I’m told a recent issue we had is a farmhouse “thing,” but I imagine it could happen to anyone, anywhere. Regardless, it was like everything else that happens here: crazy on one hand, amusing on the other.


Every night for several weeks, when I would go upstairs to bed, I heard purring. For the first few nights, I got back up to look for one of my four cats under the bed, but never saw them. After a few days, the purring became the new normal. We joked about the possibility of a critter living in the wall.


Then, one night last week when I turned on the bedside lamp, the cats went crazy. They started leaping across the bed and twirling through the air. Unconcerned with where they landed, they cleared my nightstand and leaped again. When I looked closer, they were all chasing bees – no, yellow jackets.


Suddenly, it all made sense. The purring I heard every night was a hive in my wall working to cool itself from the warmth made by my lamp. But how did the wasps get inside? I looked around and saw a small bore hole in the wall above my bed. Every few seconds, one crawled through it and into my bedroom.

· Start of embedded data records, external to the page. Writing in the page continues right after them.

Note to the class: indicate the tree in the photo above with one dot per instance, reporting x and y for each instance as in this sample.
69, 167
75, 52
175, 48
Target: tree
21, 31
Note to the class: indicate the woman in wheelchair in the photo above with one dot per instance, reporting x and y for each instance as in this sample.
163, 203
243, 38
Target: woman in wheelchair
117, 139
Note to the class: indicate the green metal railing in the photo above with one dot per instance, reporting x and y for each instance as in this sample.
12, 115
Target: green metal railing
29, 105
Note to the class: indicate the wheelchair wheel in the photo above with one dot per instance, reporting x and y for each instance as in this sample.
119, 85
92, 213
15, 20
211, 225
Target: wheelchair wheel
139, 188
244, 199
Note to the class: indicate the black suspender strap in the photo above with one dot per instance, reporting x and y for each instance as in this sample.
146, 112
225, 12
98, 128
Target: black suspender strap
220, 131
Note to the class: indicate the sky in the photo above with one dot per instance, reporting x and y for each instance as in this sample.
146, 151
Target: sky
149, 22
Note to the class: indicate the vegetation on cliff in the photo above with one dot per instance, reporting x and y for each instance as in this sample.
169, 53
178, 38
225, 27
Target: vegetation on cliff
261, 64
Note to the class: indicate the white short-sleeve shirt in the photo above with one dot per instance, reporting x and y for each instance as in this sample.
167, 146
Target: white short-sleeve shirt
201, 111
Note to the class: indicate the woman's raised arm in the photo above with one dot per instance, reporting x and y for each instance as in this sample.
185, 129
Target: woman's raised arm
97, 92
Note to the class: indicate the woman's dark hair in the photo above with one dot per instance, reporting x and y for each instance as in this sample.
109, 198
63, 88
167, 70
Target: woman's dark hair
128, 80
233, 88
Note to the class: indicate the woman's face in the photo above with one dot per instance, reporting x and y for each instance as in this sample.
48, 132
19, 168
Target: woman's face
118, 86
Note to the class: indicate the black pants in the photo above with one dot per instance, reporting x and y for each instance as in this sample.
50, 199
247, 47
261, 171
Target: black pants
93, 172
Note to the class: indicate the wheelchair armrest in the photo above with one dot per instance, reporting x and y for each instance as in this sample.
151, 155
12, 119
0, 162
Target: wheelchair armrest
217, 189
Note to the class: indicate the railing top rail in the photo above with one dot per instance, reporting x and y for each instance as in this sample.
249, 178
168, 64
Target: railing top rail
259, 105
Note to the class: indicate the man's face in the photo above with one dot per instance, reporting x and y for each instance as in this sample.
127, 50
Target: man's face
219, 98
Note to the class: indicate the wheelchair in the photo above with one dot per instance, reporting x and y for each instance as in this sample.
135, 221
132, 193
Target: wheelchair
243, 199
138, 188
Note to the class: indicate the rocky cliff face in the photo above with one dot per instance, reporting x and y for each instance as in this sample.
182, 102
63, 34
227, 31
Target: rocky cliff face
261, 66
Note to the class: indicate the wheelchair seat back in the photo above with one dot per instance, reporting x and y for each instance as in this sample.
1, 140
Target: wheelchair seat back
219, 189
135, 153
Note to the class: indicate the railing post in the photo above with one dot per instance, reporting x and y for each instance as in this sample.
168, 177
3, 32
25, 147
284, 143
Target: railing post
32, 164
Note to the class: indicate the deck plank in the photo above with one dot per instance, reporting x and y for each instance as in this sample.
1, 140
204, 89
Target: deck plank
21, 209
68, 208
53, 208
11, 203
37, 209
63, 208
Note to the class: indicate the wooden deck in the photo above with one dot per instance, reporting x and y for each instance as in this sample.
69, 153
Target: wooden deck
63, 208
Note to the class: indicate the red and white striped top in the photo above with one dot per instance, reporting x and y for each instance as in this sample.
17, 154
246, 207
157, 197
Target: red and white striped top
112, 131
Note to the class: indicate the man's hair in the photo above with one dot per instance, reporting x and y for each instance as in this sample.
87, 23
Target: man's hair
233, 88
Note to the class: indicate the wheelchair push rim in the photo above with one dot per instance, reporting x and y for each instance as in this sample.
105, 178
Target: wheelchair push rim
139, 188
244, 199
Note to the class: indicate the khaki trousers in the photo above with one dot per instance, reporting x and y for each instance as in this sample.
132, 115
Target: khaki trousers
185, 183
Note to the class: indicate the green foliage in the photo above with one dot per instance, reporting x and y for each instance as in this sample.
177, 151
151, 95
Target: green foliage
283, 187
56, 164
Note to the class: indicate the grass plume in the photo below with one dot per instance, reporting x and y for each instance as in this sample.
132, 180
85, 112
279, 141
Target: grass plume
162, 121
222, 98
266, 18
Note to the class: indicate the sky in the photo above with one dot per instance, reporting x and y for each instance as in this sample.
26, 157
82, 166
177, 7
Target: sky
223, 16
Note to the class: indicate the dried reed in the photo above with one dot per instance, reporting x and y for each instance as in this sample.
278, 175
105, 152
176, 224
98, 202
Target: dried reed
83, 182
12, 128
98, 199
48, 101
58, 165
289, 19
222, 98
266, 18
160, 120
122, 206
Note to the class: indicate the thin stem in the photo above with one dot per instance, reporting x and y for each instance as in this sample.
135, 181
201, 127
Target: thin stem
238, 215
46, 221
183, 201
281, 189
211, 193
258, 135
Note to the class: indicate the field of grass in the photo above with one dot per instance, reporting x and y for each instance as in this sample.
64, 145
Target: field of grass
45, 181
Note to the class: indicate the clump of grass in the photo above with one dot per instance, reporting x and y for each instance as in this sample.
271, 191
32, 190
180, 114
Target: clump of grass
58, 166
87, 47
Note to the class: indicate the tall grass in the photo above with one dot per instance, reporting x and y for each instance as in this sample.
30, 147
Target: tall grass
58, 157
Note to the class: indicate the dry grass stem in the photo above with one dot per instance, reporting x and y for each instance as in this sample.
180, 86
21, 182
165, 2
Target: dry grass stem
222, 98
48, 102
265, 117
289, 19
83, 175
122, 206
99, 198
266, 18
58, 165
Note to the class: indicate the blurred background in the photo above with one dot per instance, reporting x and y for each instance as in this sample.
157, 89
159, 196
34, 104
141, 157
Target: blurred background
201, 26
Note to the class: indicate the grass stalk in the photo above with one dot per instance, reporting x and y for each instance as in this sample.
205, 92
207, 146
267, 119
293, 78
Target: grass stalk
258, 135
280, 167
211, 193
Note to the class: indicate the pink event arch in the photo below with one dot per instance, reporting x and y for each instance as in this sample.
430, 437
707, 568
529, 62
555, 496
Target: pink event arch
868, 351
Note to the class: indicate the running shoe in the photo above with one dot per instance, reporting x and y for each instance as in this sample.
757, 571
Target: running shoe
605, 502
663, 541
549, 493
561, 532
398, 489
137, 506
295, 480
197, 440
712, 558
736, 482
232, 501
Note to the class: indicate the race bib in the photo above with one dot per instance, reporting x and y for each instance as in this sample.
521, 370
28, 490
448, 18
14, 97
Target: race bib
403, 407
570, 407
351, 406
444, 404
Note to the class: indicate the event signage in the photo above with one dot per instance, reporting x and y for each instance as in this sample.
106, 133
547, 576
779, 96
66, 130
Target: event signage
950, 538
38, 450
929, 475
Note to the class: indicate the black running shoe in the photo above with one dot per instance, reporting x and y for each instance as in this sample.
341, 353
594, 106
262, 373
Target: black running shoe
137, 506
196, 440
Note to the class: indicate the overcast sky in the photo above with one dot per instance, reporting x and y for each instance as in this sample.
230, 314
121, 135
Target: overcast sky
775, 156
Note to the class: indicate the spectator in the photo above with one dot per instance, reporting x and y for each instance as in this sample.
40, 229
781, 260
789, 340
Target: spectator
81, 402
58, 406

“Get up, get out!,” I yelled at my husband as I ran for some Raid.


He climbed up to spray the wasps and cover the hole. When he leaned against the wall for support, it gave way from where the winged wizards had eaten the drywall in an effort to make more room for the hive. The bees were really mad now.

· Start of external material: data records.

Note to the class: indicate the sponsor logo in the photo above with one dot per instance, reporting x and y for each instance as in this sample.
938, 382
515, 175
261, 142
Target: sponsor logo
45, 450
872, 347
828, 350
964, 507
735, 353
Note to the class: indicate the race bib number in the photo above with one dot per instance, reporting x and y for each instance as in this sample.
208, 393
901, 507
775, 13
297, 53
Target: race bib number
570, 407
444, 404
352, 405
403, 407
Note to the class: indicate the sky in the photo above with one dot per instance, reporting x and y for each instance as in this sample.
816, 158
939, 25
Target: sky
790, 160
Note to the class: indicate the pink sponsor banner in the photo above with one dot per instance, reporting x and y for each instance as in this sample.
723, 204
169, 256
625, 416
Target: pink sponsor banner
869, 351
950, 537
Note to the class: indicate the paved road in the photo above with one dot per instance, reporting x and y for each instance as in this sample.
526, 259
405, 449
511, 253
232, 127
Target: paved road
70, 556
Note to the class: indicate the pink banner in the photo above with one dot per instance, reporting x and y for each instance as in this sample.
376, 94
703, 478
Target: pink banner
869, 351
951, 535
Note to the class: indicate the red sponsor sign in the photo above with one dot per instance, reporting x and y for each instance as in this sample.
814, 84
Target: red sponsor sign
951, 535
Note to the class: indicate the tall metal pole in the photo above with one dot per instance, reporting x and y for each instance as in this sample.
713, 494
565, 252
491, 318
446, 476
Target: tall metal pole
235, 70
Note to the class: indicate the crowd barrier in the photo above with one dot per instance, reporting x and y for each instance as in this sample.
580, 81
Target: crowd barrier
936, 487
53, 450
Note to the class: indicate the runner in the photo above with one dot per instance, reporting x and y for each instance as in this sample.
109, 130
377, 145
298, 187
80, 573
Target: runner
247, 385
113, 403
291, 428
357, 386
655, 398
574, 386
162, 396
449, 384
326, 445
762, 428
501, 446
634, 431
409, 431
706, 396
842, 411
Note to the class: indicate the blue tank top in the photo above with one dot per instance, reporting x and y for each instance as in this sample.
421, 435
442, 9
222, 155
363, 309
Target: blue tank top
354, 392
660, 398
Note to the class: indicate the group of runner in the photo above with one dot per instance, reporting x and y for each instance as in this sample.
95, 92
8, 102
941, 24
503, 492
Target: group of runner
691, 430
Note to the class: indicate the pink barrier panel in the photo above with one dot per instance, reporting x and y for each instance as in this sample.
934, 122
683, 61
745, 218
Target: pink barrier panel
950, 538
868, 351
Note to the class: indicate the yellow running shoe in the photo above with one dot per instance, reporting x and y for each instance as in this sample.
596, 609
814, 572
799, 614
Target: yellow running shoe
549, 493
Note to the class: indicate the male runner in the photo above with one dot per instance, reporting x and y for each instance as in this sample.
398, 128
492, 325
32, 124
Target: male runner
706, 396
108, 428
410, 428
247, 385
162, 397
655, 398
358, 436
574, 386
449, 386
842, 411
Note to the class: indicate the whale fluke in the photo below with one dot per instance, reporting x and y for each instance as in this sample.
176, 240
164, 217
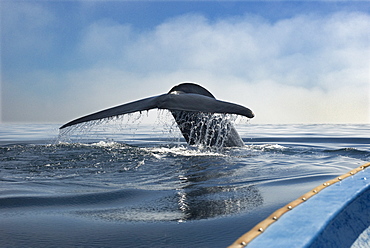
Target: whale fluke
188, 103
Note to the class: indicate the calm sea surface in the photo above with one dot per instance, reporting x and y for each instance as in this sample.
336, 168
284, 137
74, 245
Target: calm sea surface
140, 186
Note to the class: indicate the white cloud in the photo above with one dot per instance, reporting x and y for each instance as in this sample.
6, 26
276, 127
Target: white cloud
305, 69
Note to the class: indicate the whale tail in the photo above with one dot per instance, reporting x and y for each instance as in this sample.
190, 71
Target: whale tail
190, 105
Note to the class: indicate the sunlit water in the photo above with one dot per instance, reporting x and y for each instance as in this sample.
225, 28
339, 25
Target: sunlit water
132, 185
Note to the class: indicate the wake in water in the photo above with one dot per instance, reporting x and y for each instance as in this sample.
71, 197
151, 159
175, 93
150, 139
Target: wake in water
203, 131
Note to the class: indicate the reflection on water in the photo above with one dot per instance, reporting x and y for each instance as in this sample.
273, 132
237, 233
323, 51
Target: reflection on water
109, 186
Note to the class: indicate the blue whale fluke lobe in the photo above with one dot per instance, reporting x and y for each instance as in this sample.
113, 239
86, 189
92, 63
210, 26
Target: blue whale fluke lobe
193, 108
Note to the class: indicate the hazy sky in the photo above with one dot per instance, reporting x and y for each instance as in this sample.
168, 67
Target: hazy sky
290, 62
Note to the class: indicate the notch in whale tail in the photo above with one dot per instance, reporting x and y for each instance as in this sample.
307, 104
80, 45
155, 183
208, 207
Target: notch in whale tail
183, 97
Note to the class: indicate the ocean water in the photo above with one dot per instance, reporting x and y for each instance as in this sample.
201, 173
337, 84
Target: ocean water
132, 185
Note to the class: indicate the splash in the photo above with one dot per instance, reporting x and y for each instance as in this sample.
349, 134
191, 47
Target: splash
207, 132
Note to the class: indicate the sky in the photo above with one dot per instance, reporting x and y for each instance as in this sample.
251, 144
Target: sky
290, 62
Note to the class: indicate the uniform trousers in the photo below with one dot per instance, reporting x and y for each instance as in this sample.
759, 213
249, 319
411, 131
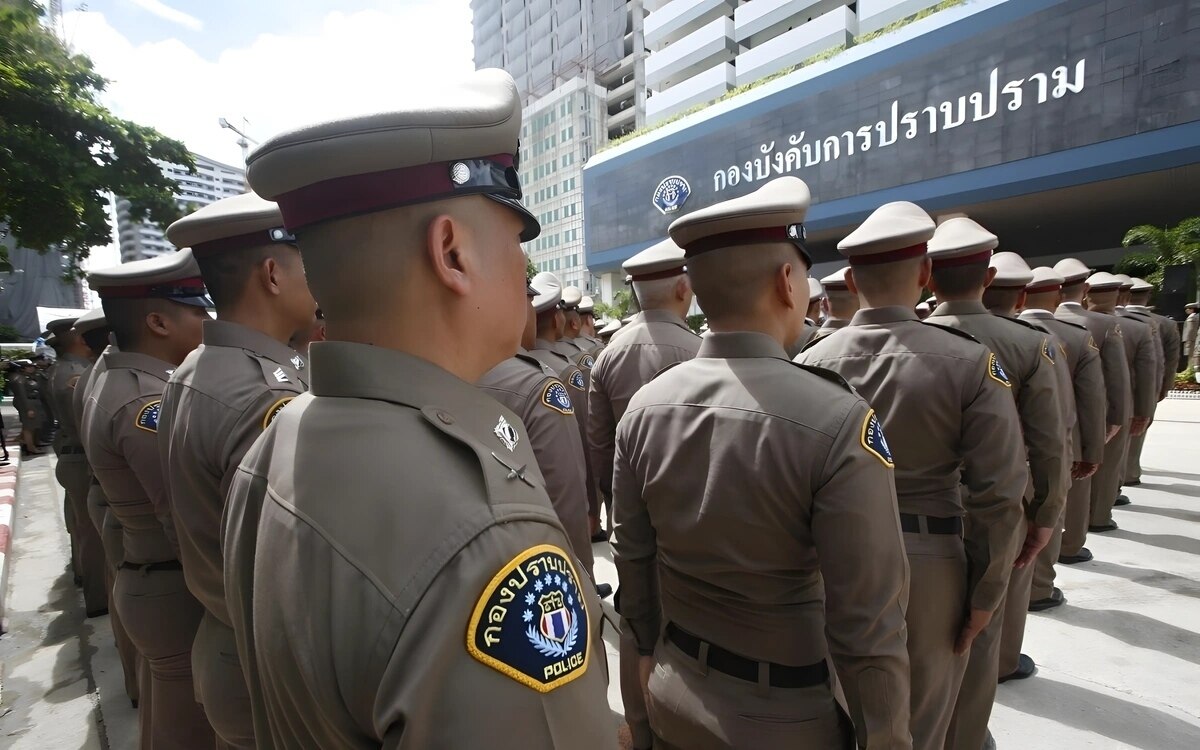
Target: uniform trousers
221, 684
693, 707
937, 605
72, 473
161, 617
1107, 481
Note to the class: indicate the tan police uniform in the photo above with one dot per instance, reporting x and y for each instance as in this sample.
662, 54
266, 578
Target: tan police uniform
756, 531
1083, 363
120, 423
652, 341
943, 385
214, 407
427, 595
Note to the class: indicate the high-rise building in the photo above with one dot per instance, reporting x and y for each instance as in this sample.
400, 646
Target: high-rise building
211, 183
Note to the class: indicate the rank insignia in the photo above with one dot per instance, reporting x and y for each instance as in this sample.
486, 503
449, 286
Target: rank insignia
271, 413
996, 372
148, 417
874, 441
532, 623
555, 396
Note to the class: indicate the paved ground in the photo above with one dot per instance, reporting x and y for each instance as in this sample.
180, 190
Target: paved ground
1119, 664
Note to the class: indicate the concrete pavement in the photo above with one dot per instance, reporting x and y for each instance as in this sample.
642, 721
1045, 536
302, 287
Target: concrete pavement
1117, 664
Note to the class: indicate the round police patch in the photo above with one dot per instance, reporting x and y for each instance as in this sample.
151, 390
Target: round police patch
148, 417
996, 372
874, 441
531, 622
555, 396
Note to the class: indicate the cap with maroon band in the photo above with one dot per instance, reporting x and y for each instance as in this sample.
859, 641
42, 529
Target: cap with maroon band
231, 225
961, 241
772, 214
659, 261
1045, 279
1012, 271
893, 232
173, 276
460, 142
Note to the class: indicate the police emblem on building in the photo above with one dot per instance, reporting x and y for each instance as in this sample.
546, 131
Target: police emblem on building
671, 195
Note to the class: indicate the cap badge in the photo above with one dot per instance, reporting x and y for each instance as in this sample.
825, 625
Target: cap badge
507, 433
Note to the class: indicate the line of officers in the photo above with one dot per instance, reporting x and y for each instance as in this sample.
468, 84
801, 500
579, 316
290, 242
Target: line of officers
385, 540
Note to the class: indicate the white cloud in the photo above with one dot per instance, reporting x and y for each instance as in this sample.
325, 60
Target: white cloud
166, 12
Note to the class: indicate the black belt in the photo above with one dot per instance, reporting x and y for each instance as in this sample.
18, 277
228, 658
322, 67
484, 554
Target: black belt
911, 525
151, 567
748, 669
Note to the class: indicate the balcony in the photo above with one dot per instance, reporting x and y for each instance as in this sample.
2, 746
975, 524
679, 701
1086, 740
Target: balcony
700, 51
703, 87
678, 18
874, 15
821, 34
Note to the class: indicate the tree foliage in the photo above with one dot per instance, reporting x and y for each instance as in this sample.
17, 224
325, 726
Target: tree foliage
1164, 246
61, 151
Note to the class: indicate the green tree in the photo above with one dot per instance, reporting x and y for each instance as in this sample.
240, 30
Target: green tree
61, 151
1179, 245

Pouring through the hole like they would in a horror flick, he was swatting them and spraying them with wanton abandon. Then he put the nozzle right into the hole and depressed the trigger. Until there was no liquid left, he didn’t remove the can.


All the while, I was trying to remove the four cats from the room to prevent them from being stung or eating a now-poisonous insect. As fast as I could toss one from the room, another one returned. Toss a cat, swat a wasp. Repeat. Finally, I got them all out and the door shut.


The last few angry wasps were dispatched and the hole was covered with thick tape for the night. We slept in the living room until we went 24 hours without seeing a live wasp in the bedroom (and I got the dead bugs cleaned up).


I was advised to spray the hole with foam insulation, as that should seal it off well. But, truth be told, I’m still wary of removing the tape, just in case. I think the status quo will remain until fall, when their natural life cycle ends, unless my wall starts humming and purring again in the meantime.